The new CRP pollinator initiative, administered by USDA’s Farm Service Agency (FSA), is designed to further enhance existing CRP land, allowing for it to provide honey bees with better access to pollinator forage. Through the program, producers can manage or replace existing vegetation with lower cost, high nutrition seed mixes for plants that provide the specific blooming cycles needed to benefit pollinators.
Such habitats will provide honey bees with more blooms from which they can collect nectar and pollen to sustain and promote colony growth and honey production throughout the growing season. Today’s announced CRP pollinator initiative takes advantage of new seed mixes that were developed by NRCS.

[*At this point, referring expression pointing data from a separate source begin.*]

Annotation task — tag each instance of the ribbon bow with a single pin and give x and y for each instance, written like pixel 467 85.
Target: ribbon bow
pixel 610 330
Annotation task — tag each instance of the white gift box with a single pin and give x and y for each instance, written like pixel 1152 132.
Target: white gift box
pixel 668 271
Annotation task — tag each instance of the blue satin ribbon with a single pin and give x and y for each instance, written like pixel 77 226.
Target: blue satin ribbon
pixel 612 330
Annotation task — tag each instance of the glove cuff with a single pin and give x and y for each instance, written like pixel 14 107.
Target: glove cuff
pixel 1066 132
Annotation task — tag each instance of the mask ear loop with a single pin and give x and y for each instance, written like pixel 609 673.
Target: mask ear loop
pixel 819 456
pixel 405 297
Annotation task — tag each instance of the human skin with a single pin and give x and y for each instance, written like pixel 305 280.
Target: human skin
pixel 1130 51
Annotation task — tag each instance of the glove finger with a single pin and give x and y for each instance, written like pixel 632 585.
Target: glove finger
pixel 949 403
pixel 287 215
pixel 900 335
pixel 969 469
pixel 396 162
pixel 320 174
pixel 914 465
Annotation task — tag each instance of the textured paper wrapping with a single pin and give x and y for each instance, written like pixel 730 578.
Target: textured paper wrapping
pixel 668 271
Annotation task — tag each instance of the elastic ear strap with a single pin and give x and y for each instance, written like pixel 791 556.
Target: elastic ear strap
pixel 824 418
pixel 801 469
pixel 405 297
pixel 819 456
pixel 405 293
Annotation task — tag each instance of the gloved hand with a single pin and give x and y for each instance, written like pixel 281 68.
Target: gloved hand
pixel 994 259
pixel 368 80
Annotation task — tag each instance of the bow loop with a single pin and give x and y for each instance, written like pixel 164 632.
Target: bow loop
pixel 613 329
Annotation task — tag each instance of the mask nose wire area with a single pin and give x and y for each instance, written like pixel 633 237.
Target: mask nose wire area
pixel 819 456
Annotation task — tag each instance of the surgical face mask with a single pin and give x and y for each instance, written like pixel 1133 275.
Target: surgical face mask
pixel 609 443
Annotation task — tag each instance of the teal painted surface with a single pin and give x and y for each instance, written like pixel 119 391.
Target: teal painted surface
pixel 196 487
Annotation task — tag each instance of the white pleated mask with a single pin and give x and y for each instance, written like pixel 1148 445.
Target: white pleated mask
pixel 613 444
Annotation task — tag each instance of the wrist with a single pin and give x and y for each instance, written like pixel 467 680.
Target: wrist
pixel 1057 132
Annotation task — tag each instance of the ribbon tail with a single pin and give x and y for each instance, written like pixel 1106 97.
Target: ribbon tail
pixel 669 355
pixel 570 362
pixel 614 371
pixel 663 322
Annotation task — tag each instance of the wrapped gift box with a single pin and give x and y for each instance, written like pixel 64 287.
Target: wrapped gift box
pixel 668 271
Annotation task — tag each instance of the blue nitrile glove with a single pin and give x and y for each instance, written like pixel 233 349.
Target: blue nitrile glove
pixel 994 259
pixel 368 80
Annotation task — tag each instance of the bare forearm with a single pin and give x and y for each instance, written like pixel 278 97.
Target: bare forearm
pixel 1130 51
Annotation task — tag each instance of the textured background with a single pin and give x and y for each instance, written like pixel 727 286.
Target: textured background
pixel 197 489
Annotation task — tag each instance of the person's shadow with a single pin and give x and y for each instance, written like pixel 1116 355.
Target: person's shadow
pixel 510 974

Agriculture Relies on the Bees
Now is a critical time to support the honey bee populations that have been declining for decades. Since 1947, the number of managed honey bee colonies in the U.S. has dropped from 6 million to just 2.5 million today. More than $15 billion worth of agricultural production across the country, including over 130 different fruits and vegetables, depend on the health and well-being of the honey bees.
USDA Secretary Tom Vilsack highlighted the critical role that honey bees play in sustaining agricultural production. “American agricultural production relies on having a healthy honey bee population. In recent years, factors such as diseases, parasites, pesticides or habitat loss have contributed to a significant decline in the honey bee population.”
Secretary Vilsack explained that the new CRP incentives in these states is part of an ongoing strategy to reverse these trends by establishing more plant habitat to restore the bee population in this region of critical habitat.
Additional Pollinator Habitat Incentive Options
- Today’s announcement comes in addition to $3 million in funding through the Natural Resources Conservation Service (NRCS) Environmental Quality Incentives Program (EQIP) program to provide technical and financial assistance for interested farmers and ranchers to improve the health of bees. Funding is available to implement conservation practices that will provide safe and diverse food sources for honey bees, and is also a focused investment in the five Midwest states that provide significant habitat for honey bees.
- In addition to EQIP, the Conservation Stewardship Program provides long-term stewardship payment for advanced conservation systems that can include a pollinator habitat enhancement, pollinator-friendly cover crop enhancements, and a variety of options to maintain pollinator habitat on land that previously was in the CRP but is returning to agricultural production.
- USDA recently also announced restart of continuous CRP (CCRP) enrollments. CCRP includes a Pollinator Habitat Initiative that permits producers to develop pollinator habitat in field borders and buffer areas, with a goal of enrolling 100,000 acres of longer lasting meadows of native wildflowers to support honey bees, pollinators, and other wildlife populations.
National Pollinator Initiatives
Also on May 20, the White House announced a new Pollinator Health Task Force to focus federal efforts to on research and action aimed at helping pollinators recover from serious population decline. Secretary Vilsack and Environmental Protection Agency (EPA) Administrator Gina McCarthy will co-chair the task force, which will focus on research, public education, and public-private partnerships, while continuing to increase and improve pollinator habitats.
For more information about the new pollinator initiative in the five Midwestern states, the continuous CRP enrollment period, and the pollinator habitat initiative, producers should contact their local FSA office.
Sheila Broatch says
I like the idea of planting areas for bees to forage, but lack of forage seems like an unlikely cause for the disappearance of the honey bees. Where I live in the Pacific Northwest one of the first plants the bees forage on in the Spring is the Big- Leaf Maple. There are no lack of Big-Leaf Maple and yet you see no honeybees in them. Ditto with apple and pear. Why not study the more likely culprits, pesticides and cell towers ( see papers from Calpoly on magnetite cells and electromagnetic radiation).
Frances in California says
I wish I thought Monsanto could be prevented from carpetbagging the farmers into pervasive GMO seed use and neonicotinoid pesticide use. It can’t help pollinators in the long run.